Homeward Bound (Barry Altschul, Billy Bang and Joe Fonda)

is a collective improvisation and also a good representation of the approach that the FAB Trio used in starting most of its live performances. Typically, a concert would begin with Bang playing some long tones and Fonda and Altschul joining in based upon the feeling created, with the song and the energy then building and opening up and going wherever the band wanted it to go at that particular moment.

Implications (Barry Altschul, Billy Bang and Joe Fonda)
is a sound exploration using the textural and timbral possibilities offered by the trio. It later moves into what the trio´s members would call the FAB funk feel.

For Bea (Barry Altschul, Billy Bang and Joe Fonda)
is an improvised ballad. It is dedicated to Beatrice Rivers, the spouse and partner of Sam Rivers from their early years together in Boston until her passing just a few days before this recording. Word of Bea Rivers´ death only reached the members of the FAB Trio in the studio and they immediately decided to play a collective improvisation in her memory as they had all known her. Altschul and Bang in particular had been close to both Bea and Sam Rivers.

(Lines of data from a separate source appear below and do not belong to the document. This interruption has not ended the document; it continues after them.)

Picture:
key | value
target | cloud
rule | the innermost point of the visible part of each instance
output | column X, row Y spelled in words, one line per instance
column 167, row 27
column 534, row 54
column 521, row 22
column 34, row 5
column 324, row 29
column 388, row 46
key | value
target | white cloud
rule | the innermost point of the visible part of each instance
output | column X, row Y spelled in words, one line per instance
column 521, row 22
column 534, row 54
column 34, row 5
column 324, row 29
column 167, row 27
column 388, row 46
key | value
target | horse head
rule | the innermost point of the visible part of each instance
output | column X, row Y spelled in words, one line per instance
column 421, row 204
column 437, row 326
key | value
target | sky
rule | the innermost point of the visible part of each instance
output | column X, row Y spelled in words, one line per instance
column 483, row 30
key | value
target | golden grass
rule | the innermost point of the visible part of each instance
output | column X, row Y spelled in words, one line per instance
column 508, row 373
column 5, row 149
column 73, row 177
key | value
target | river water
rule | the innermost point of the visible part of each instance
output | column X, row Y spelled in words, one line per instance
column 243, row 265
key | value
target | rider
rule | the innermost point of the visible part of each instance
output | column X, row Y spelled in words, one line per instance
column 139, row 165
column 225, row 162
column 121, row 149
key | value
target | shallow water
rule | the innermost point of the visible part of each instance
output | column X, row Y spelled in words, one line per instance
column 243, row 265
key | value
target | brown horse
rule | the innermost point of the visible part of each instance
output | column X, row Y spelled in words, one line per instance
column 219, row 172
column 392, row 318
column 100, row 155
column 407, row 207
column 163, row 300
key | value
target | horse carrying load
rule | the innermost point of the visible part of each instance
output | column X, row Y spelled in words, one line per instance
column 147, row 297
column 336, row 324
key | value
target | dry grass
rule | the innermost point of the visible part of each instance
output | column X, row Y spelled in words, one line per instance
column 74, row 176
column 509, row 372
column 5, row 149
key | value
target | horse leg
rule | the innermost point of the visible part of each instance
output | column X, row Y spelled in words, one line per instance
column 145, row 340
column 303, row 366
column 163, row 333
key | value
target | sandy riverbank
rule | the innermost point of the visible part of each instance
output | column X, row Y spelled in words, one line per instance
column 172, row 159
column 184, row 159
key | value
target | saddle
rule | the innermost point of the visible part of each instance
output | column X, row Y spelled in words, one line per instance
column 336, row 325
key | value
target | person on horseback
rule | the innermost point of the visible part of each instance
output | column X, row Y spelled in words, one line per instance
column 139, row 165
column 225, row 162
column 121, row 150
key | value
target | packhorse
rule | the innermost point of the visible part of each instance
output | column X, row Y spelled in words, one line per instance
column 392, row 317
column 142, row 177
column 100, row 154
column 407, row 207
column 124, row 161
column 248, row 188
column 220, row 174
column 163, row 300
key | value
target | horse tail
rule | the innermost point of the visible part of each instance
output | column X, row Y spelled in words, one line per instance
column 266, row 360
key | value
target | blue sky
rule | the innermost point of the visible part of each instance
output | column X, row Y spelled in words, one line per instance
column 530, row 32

From Here to There (Barry Altschul, Billy Bang and Joe Fonda)
is a collective improvisation that begins with one of Altschul´s powerful and creative drum solos, which then leads to an up-tempo rhythm that Altschul is a master at playing. As Fonda says: "It is fast, I mean very fast; hold on my friends".

Chan Chan (Compay Segundo)
is a tune that Bang brought to the FAB Trio and also performed with his own group. The song became known to the broader audiences as the first song to be heard on Buena Vista Social Club, the popular documentary film and album that introduced international audiences to the traditional forms of Cuban music and some of its performers. The FAB Trio often played "Chan Chan" as an encore. In their performance, you can hear the Latin music that both Bang and Altschul grew up with in the Bronx. A very different version of "Chan Chan", featuring two Latin percussionists, was also included on the Billy Bang Group´s recording Prayer for Peace (TUM CD 018).

History of Jazz in Reverse (Barry Altschul, Billy Bang and Joe Fonda)
begins with the FAB Trio´s collective improvisation, exploring once again the trio´s sound and textural possibilities. The song then moves into a deep swinging groove that exemplifies their connection to and relationship with the tradition of the music we call "Jazz".

One for Don Cherry (Billy Bang)
is a Billy Bang composition dedicated to someone he deeply loved, Don Cherry.

From the Waters of New Orleans (Barry Altschul, Billy Bang and Joe Fonda)
is a dedication to the culture of one of America´s greatest cities and the struggle of its people to survive and to rebuild after the waters rose too high and the levies broke.